Dans le paysage médiatique actuel, où le conformisme semble souvent être la règle d’or, voir une figure de proue de la culture française briser les rangs est un événement rare. C’est pourtant ce qu’a fait Fanny Ardant lors d’un échange télévisé qui restera dans les annales. Avec la distinction et la fougue qu’on lui connaît, l’actrice ne s’est pas contentée de répondre aux questions ; elle a questionné le système lui-même, renvoyant les journalistes à leurs propres contradictions et à une forme de paresse intellectuelle qu’elle nomme sans détour : la « pensée unique ».
L’Occident au banc des accusés
Le point de départ de cette joute verbale est la question, devenue presque rituelle, sur la Russie. Mais là où beaucoup auraient bégayé des excuses ou récité un script pré-établi, Fanny Ardant a choisi l’offensive. Selon elle, l’Occident se comporte en éternel « donneur de leçons », s’octroyant le droit de distribuer bons et mauvais points au reste du monde.

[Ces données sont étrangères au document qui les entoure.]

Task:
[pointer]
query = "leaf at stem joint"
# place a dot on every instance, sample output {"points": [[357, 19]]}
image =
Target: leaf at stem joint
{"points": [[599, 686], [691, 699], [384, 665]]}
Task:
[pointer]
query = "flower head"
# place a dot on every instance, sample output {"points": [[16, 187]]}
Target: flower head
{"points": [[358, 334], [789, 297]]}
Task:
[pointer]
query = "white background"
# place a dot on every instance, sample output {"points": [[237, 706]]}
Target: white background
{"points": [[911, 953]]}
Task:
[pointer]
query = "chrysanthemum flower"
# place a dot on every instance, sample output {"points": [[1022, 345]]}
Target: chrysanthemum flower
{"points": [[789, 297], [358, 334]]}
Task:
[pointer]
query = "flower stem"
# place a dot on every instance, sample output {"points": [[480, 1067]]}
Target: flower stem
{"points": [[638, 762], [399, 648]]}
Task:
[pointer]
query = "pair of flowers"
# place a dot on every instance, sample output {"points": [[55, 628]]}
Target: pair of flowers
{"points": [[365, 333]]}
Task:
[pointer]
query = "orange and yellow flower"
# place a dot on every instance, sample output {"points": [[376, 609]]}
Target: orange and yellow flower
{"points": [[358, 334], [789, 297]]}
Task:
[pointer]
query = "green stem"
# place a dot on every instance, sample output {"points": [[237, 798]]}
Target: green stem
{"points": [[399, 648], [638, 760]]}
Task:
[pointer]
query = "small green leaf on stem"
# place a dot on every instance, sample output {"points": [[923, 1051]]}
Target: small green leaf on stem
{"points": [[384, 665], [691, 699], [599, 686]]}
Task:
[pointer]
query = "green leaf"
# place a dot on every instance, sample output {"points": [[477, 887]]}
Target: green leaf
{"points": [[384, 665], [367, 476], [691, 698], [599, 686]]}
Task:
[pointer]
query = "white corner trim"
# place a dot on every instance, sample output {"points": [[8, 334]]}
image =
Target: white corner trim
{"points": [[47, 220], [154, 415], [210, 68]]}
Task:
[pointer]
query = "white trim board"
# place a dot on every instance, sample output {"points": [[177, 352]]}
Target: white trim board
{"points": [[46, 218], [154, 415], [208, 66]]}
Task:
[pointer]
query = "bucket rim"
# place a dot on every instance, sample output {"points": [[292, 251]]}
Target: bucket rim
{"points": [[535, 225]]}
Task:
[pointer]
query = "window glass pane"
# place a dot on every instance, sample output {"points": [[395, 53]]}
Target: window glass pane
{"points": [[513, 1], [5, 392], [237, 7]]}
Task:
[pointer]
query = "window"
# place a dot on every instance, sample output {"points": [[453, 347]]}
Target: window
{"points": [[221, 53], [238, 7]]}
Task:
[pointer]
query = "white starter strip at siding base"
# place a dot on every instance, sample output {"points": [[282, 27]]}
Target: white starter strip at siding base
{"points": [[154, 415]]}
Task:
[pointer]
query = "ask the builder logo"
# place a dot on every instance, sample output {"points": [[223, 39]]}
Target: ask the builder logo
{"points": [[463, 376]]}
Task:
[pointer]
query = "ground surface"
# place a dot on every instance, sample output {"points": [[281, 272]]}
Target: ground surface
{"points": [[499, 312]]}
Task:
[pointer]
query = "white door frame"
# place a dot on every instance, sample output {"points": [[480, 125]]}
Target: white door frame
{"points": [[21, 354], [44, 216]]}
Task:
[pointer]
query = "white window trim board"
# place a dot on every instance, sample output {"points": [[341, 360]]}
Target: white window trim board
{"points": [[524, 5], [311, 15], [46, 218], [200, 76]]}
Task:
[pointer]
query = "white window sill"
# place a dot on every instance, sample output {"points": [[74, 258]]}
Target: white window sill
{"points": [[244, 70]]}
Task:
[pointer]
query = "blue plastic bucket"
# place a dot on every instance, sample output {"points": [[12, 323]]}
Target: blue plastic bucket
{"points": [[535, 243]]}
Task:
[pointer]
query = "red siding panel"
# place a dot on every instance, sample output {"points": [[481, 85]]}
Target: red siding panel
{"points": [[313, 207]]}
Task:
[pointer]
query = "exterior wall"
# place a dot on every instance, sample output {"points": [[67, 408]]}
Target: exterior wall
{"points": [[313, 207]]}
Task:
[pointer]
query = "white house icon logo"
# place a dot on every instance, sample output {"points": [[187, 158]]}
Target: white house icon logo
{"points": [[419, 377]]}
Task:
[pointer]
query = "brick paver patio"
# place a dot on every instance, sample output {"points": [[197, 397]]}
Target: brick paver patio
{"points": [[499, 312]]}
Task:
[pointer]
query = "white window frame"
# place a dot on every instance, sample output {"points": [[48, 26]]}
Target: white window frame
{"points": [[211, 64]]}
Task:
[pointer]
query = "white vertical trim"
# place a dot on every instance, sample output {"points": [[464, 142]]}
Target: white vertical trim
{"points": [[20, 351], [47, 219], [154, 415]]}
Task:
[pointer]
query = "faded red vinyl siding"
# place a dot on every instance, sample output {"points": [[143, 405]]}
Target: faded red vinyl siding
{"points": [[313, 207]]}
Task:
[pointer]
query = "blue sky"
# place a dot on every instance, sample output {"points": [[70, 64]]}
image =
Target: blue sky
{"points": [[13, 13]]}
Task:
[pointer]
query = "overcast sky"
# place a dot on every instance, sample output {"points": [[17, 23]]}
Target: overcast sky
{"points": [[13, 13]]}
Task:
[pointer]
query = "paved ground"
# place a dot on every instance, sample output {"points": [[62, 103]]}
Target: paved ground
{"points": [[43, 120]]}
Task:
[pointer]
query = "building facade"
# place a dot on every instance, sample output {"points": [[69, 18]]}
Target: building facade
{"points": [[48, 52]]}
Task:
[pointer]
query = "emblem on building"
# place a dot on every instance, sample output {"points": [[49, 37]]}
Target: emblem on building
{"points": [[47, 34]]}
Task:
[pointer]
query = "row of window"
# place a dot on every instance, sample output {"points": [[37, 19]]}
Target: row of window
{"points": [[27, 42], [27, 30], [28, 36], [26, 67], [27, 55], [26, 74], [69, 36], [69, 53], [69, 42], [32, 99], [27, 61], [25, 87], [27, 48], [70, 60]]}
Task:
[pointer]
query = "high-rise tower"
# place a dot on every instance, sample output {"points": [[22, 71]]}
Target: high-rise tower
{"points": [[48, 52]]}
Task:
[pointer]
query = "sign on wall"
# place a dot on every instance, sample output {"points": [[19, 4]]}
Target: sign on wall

Elle rappelle avec une certaine ironie que cette posture morale est pour le moins paradoxale venant de nations ayant des « années de colonialisme » et un passé guerrier encore très récent derrière elles. Pour Ardant, le rôle des journalistes s’est transformé en une quête perpétuelle de diabolisation. « Ils ont toujours besoin de diaboliser quelqu’un », lâche-t-elle, soulignant que la réalité est infiniment plus complexe que le récit binaire que l’on tente de nous imposer.
La fin du monopole de l’impérialisme
L’un des moments les plus percutants de l’entretien réside dans son analyse du pouvoir mondial. Sans détour, elle accuse les médias d’être les « laquais de l’Amérique ». Pour l’actrice, l’émergence d’un contre-pouvoir, quel qu’il soit, est une nécessité salutaire. Elle avance une thèse audacieuse : l’existence de deux impérialismes vaut mieux qu’un seul monopole.
« Le pire, c’est un seul », explique-t-elle, car la domination unique empêche les peuples de réaliser l’oppression qu’ils subissent. En ayant plusieurs pôles d’influence, le citoyen peut enfin commencer à se situer et à comprendre les dynamiques de pouvoir mondiales, notamment l’impérialisme américain que beaucoup semblent avoir accepté comme une fatalité naturelle.